Dari total 10 santri yang hadir untuk setor hafalan pada malam itu, ada 3 orang yang dapat menghafalkan sampai ayat 30. santriwati yang masih duduk di bangku kelas 1 MTs. tsb lancar sampai ayat 14, lalu saya bacakn satu kata awalnya dan dilanjutkan dengan lancar pula, namun kesalahan kata pada lanjutan ayat tetap saya hitung sebagai sebuah kesalahan. meskipun dia hafal sampai ayat 30 namun total kesalahan pada bacaannya yaitu 6 point, saya pun memuji dan memberikan semangat atas komitmennya menghafal, nilai saya tuliskan B+. selanjutnya yang hafal sampai ayat 30 ada santriwan yg duduk di bangku kelas 2 MTs., hafalannya pun tidak jauh beda dengan yang tadi, namun total kesalahan bacaannya 13 point, nilai saya tuliskan C+. Santriwati selanjutnya yang hafal sampai ayat 30 total kesalahannya 9 point, nilai yang saya berikan B.
Karena waktu yang kami targetkan sampai adzan isya berkumandang, dan azan isya telah lama dikumandangkan, bahkan jamaah di masjid hampir selesai, akhirnya saya putuskan 4 santri yang tersisa untuk mengahafal sampai ayat 15 dan dilanjutkan degan 4 pertanyaan untuk melanjutkan ayat. Pada proses menghafal dengan melanjutkan ayat ini ada 2 santri yang ketika saya tanyakan apakah hafalan mereka sudah sampai ayat 30, mereka menjawab Insyaallah, pada kolom jumlah ayat tsb saya tambahkan huruf I yang berarti insyaallah.
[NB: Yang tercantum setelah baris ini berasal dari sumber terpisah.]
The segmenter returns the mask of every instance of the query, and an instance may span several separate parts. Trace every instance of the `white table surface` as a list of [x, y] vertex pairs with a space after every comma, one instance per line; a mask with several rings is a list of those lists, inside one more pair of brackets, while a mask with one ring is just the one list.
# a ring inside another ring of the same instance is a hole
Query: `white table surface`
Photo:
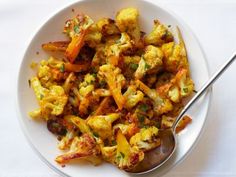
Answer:
[[[37, 27], [73, 0], [0, 0], [0, 177], [58, 176], [33, 152], [15, 111], [15, 82]], [[213, 73], [236, 51], [236, 2], [163, 0], [193, 29]], [[209, 119], [193, 152], [165, 177], [236, 176], [236, 63], [213, 88]]]

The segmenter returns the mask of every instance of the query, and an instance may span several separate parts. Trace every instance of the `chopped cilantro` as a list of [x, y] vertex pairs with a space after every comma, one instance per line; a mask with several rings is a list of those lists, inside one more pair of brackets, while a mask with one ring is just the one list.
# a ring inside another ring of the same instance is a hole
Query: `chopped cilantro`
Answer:
[[188, 88], [183, 88], [184, 93], [188, 93]]
[[43, 94], [40, 94], [40, 100], [42, 100], [42, 99], [43, 99], [43, 97], [44, 97], [44, 95], [43, 95]]
[[138, 64], [136, 64], [136, 63], [130, 63], [130, 68], [131, 68], [132, 70], [136, 70], [136, 69], [138, 68]]
[[30, 79], [28, 80], [28, 83], [29, 83], [29, 87], [31, 87], [31, 80]]
[[74, 26], [74, 32], [75, 33], [79, 33], [80, 32], [79, 26]]
[[125, 154], [123, 152], [120, 152], [120, 155], [121, 155], [122, 158], [125, 157]]
[[115, 146], [116, 144], [117, 144], [117, 143], [116, 143], [116, 140], [112, 140], [112, 141], [111, 141], [111, 145], [112, 145], [112, 146]]
[[92, 76], [96, 78], [97, 77], [97, 73], [93, 73]]
[[105, 80], [101, 80], [101, 82], [99, 84], [100, 84], [101, 87], [105, 87], [106, 81]]
[[142, 111], [142, 112], [146, 112], [148, 110], [148, 105], [146, 104], [141, 104], [139, 106], [139, 109]]
[[138, 120], [142, 124], [142, 123], [144, 123], [145, 117], [141, 114], [138, 114]]
[[145, 68], [145, 70], [147, 70], [147, 69], [151, 68], [151, 66], [149, 64], [145, 63], [144, 68]]
[[60, 72], [64, 73], [65, 72], [65, 65], [62, 64], [61, 67], [60, 67]]
[[96, 132], [93, 132], [93, 136], [96, 137], [96, 138], [99, 137], [98, 133], [96, 133]]

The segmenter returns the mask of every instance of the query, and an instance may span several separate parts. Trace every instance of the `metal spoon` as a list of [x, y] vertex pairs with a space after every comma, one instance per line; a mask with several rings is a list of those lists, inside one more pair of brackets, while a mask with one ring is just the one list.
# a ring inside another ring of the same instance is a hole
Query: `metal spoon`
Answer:
[[227, 61], [197, 92], [197, 94], [187, 103], [181, 113], [176, 118], [173, 126], [169, 129], [160, 129], [158, 134], [161, 139], [161, 145], [153, 150], [145, 153], [144, 160], [134, 169], [128, 172], [136, 174], [144, 174], [162, 166], [175, 152], [177, 146], [177, 138], [175, 129], [182, 119], [185, 112], [202, 96], [203, 93], [220, 77], [220, 75], [232, 64], [236, 58], [236, 53]]

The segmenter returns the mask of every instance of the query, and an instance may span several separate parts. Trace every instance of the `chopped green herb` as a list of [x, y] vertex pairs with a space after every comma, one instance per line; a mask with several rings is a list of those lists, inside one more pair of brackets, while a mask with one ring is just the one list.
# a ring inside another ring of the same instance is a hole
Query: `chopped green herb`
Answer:
[[43, 95], [43, 94], [40, 94], [40, 100], [42, 100], [42, 99], [43, 99], [43, 97], [44, 97], [44, 95]]
[[188, 93], [188, 88], [183, 88], [184, 93]]
[[142, 111], [142, 112], [146, 112], [148, 110], [148, 105], [146, 104], [141, 104], [139, 106], [139, 109]]
[[121, 155], [122, 158], [125, 157], [125, 154], [123, 152], [120, 152], [120, 155]]
[[96, 132], [93, 132], [93, 136], [96, 137], [96, 138], [99, 137], [98, 133], [96, 133]]
[[111, 145], [112, 145], [112, 146], [117, 145], [116, 140], [112, 140], [112, 141], [111, 141]]
[[30, 79], [28, 80], [28, 83], [29, 83], [29, 87], [31, 87], [31, 80]]
[[138, 114], [138, 120], [142, 124], [142, 123], [144, 123], [145, 117], [141, 114]]
[[96, 78], [97, 77], [97, 73], [93, 73], [92, 76]]
[[65, 72], [65, 65], [62, 64], [61, 67], [60, 67], [60, 72], [64, 73]]
[[136, 64], [136, 63], [130, 63], [130, 68], [131, 68], [132, 70], [136, 70], [136, 69], [138, 68], [138, 64]]
[[144, 68], [145, 68], [145, 70], [147, 70], [147, 69], [151, 68], [151, 66], [149, 64], [145, 63]]
[[75, 33], [79, 33], [79, 31], [80, 31], [79, 27], [78, 26], [74, 26], [74, 32]]
[[101, 80], [101, 82], [99, 84], [100, 84], [101, 87], [105, 87], [106, 81], [105, 80]]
Pertanyaan pun dilanjutkan, santriwati pertama pada proses kedua ini mampu melanjutkan ayat dari 4 pertanyaan yang saya ajukan, namun kesalahan pada bacaan ada 3 point, nilai saya tuliskan A. Santriwati selanjutnya pada proses kedua ini pun tak jauh beda, kesalahan bacaannya ada 4 point, nilai saya tuliskan A juga.
Melihat dua santri dengan proses berbeda dari cara evaluasi mereka, 3 santri yang mendapat B+, C+ dan B tadi langsung saja mengajukan protes tentang sistem penilaian yang saya berikan, Namun karena masih ada 2 santri yang belum mendapat giliran, proses setor hafalan saya lanjutkan, dan coba menenangkan protes mereka, dan 2 santri terakhir tsb ternyata tidak hafal sampai ayat 30 walaupun sudah saya bacakan awalnya, nilai mereka saya tulis c. Setelah semua santri selesai evaluasi hafalan, santri yang tadi kembali mengajukan protes tentang sistem penilaian, mereka beralasan proses hafalan dengan sistem pertanyaan tadi dirasa tidak fair sedangkan mereka telah capek-capek menghafal dari awal, nilaipun lebih banyak didapatkan mereka yang menggunakan pertanyaan. Dalam hati saya juga merasa seperti itu, apakah saya cukup adil dalam menilai.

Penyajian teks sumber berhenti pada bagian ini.